John decided to buy his son Johnny some mathematical toys. One of his most favorite toy is blocks of different colors. John has decided to buy blocks of C different colors. For each color he will buy googol (10^100) blocks. All blocks of same color are of same length. But blocks of different color may vary in length. Jhonny has decided to use these blocks to make a large 1 x n block. He wonders how many ways he can do this. Two ways are considered different if there is a position where the color differs. The example shows a red block of size 5, blue block of size 3 and green block of size 3. It shows there are 12 ways of making a large block of length 11.

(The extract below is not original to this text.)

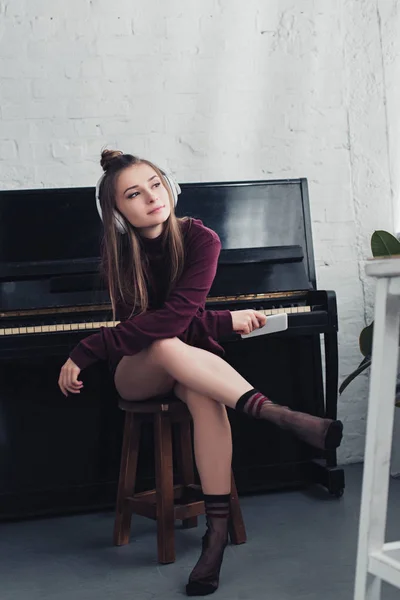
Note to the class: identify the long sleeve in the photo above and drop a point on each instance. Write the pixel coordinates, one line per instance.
(173, 318)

Each test case starts with an integer 1 ≤ C ≤ 100. Next line consists c integers. ith integer 1 ≤ leni ≤ 750 denotes length of ith color. Next line is positive integer N ≤ 10^15.

This problem should be solved in 20 seconds for T <= 25 test cases. The answer should be calculated MOD 100000007 (prime number).

It can be deduced to matrix exponentiation problem, which can be solved relatively efficiently in O(N^2.376*log(max(leni))) using Coppersmith-Winograd algorithm and fast exponentiation. But it seems that a more efficient algorithm is required, as Coppersmith-Winograd implies a large constant factor. Do you have any other ideas? It can possibly be a Number Theory or Divide and Conquer problem

+5  A: 

Firstly note the number of blocks of each colour you have is a complete red herring, since 10^100 > N always. So the number of blocks of each colour is practically infinite.

Now notice that at each position, p (if there is a valid configuration, that leaves no spaces, etc.) There must block of a color, c. There are len[c] ways for this block to lie, so that it still lies over this position, p.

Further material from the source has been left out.